Wednesday, April 4, 2012

Limbo

As the weeks draw nearer to my departure, I have begun to experience a multitude of emotions simultaneously, with the exception of depression or anger. I am sure it is what is expected, especially during this period of limbo, though I am certain the magnitude of my emotions will increase exponentially as the number of days separating me and my new life dwindles.

There is no possible way to ever truly prepare myself for going into the Peace Corps, but one of the main things I can do is to go in with the right mentality: to have an open mind and an open heart.

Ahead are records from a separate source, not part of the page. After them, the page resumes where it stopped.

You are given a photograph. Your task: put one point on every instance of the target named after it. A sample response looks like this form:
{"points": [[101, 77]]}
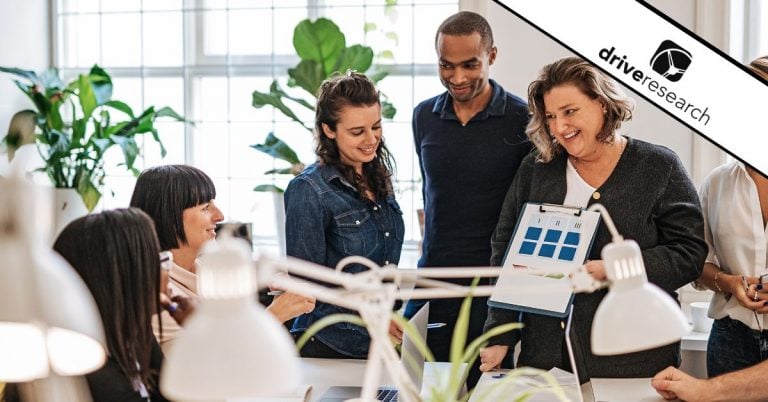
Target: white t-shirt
{"points": [[735, 234], [182, 283], [578, 192]]}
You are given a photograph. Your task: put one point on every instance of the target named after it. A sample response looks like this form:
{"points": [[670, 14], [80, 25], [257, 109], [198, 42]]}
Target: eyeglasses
{"points": [[166, 260]]}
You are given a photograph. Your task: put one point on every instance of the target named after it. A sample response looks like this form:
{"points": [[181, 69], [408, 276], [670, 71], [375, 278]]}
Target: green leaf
{"points": [[78, 130], [357, 58], [320, 40], [168, 112], [274, 99], [269, 188], [31, 76], [102, 85], [388, 110], [280, 171], [308, 75], [377, 75], [86, 96], [278, 149], [129, 147], [88, 192]]}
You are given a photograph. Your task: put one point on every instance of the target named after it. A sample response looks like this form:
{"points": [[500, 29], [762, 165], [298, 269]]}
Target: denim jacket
{"points": [[326, 220]]}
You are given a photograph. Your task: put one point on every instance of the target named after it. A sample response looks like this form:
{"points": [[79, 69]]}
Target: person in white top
{"points": [[180, 200], [734, 201]]}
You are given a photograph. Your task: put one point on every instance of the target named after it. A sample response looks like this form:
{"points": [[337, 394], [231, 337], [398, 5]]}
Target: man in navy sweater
{"points": [[470, 141]]}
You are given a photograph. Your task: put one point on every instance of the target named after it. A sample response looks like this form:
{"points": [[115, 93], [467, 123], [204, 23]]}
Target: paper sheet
{"points": [[624, 390]]}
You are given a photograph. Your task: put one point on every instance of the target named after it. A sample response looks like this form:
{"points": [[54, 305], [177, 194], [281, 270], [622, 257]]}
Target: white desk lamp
{"points": [[369, 294], [48, 319]]}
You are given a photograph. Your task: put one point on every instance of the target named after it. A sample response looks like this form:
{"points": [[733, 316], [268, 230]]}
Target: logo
{"points": [[670, 60]]}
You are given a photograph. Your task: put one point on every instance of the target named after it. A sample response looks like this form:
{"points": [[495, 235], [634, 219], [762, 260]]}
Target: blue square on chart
{"points": [[567, 253], [572, 239], [527, 248], [553, 235], [533, 233], [547, 250]]}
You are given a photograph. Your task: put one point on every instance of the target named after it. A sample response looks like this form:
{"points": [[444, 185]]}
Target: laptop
{"points": [[411, 358]]}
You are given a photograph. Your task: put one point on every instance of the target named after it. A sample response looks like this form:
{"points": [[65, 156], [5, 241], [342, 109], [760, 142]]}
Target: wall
{"points": [[27, 22]]}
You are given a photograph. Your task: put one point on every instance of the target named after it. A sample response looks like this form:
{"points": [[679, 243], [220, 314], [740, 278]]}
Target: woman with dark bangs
{"points": [[117, 255], [181, 201]]}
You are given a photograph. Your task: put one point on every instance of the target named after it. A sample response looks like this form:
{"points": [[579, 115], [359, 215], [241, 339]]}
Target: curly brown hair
{"points": [[336, 93]]}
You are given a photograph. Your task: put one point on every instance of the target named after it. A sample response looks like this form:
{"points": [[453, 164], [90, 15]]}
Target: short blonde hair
{"points": [[593, 83], [760, 66]]}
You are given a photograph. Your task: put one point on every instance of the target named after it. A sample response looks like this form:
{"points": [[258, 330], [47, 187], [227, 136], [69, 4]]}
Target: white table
{"points": [[321, 374], [626, 390]]}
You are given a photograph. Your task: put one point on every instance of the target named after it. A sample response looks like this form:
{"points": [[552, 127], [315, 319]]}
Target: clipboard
{"points": [[549, 242]]}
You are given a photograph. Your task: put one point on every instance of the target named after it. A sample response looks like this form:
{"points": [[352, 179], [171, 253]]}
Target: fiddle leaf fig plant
{"points": [[322, 49], [77, 122]]}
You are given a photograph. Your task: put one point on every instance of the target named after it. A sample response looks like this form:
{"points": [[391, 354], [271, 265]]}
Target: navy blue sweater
{"points": [[466, 173]]}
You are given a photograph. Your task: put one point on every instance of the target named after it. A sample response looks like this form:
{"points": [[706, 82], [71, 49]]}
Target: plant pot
{"points": [[67, 206]]}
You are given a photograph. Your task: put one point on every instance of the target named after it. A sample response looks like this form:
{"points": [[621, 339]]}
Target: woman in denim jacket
{"points": [[344, 204]]}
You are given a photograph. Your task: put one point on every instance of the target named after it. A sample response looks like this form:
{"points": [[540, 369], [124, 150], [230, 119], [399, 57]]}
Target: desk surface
{"points": [[600, 389], [321, 374]]}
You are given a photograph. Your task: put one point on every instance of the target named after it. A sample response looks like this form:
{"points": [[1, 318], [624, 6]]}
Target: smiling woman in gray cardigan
{"points": [[643, 186]]}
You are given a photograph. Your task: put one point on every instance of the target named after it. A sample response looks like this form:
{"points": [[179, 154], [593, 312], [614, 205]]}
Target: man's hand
{"points": [[491, 357], [289, 305], [672, 383]]}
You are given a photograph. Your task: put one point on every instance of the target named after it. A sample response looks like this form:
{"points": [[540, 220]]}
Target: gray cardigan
{"points": [[652, 201]]}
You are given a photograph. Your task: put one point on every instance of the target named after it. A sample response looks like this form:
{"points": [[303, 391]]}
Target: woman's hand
{"points": [[395, 333], [289, 305], [491, 357], [748, 297]]}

Although simple-sounding, I cannot stress enough how important it is for me to keep my mind and eyes open. This is going to be a life-changing experience and the worst thing that I could do is to shut myself from what is opening up in front of me - culture, knowledge, a portal into a unique frame of reference. I hope to squeeze every bit of my experience and soak it up like a sponge. You never know when you're going to need the skills you gain, however random they may seem, and I am quite confident that what I learn will undoubtedly be used in my future.

Pardon my digression, but this is one of the longest, yet shortest, waiting periods I have ever gone through. It is exactly two months from today when I will be departing to Staging... While I am itching to jump on the plane and go already, I cannot imagine how bitter sweet it is going to be when I leave my beloved friends and family behind.

Luckily, this period of limbo has been cushioned by work and babies (my twin cousins), so I haven't been left to my idleness alone. :] Nevertheless, I am finding it harder to focus on anything completely. I am either at work and little thoughts pop into my head like, "I wonder how you say 'permit' in Swahili" or "how long will it be until I look at another P&ID", or I am at home watching a show or taking care of the babies and thinking "how much will I miss while I'm gone?" I can't really complain because I am keeping busy and surrounded by love, but I guess I just want to have more to say about where I am going than just "I am going to Tanzania."


Note: I won't actually know where in Tanzania I will be stationed until after training, once I am already in Tanzania.